HomeUnion, an online real estate investment management firm, has released a ranking of the most and least favorable single-family rental (SFR) markets measured by cap rate.
Memphis has the most favorable cap rate, topping the list at 7.3%, while the least favorable market in the study is San Francisco, at 2.7%.
“Other asset classes underperformed in 2015, while single-family rental investors saw healthy returns in terms of income and appreciation in markets across the country,” says Steve Hovland, manager in research services for HomeUnion. “Favorable supply and demand fundamentals and shifting views about renting among millennials and seniors created increased occupancy rates, which resulted in higher rent prices.”

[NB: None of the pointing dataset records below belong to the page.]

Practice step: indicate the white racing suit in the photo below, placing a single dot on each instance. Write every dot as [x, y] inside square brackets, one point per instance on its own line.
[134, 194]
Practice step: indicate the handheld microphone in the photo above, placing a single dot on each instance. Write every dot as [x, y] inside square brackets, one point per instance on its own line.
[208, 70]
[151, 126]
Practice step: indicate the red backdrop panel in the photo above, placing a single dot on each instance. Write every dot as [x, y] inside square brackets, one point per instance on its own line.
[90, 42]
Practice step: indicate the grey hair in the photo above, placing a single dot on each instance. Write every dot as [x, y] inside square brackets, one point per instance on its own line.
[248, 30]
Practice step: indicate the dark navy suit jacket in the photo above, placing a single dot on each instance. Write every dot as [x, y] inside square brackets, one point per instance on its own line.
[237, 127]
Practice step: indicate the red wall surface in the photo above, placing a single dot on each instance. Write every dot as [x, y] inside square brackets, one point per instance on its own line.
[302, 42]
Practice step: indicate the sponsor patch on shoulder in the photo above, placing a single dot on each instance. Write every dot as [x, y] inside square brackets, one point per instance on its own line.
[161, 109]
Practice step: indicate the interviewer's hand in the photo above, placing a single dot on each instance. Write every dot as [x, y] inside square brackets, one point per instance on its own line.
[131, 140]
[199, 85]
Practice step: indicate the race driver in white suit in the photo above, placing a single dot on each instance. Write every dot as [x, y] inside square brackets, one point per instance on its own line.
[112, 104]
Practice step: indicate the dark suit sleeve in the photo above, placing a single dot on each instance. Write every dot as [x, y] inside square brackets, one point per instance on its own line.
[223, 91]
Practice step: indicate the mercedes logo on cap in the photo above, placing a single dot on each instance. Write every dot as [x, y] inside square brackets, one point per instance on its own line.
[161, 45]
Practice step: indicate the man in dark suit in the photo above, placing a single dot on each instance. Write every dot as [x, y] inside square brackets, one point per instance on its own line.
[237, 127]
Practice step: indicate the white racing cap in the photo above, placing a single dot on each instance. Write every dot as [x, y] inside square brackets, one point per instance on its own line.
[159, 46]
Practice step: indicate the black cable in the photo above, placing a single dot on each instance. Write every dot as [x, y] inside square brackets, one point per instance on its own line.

Based on cap rates, the top 10 SFR investment markets are as follows:
- Memphis, Tenn. — 7.3%
- Oklahoma City — 6.9%
- Pittsburgh — 6.4%
- Cincinnati — 6.4%
- Houston — 6.1%
- Indianapolis — 6.0%
- Cleveland — 5.9%
- Baltimore — 5.9%
- Milwaukee — 5.9%
- Tampa, Fla. — 5.9%
The bottom (least attractive listed first) 10 SFR investment markets are as follows:
- San Francisco — 2.7%
- San Jose, Calif. — 2.7%
- Orange County, Calif. — 3.0%
- Los Angeles — 3.2%
- New York — 3.5%
- Seattle — 3.5%
- Oakland, Calif. — 3.5%
- San Diego — 3.6%
- Sacramento, Calif. — 3.6%
- Portland, Ore. — 3.9%
“With continued turmoil in the securities markets, individual investors are increasingly looking to an alternative to low-yield bonds and risky stocks,” says Don Ganguly, CEO of HomeUnion. “The SFR market is not correlated to the securities market, and with the right research, investors can find high-yield investments in markets anchored by solid, diverse economies and favorable demographics.”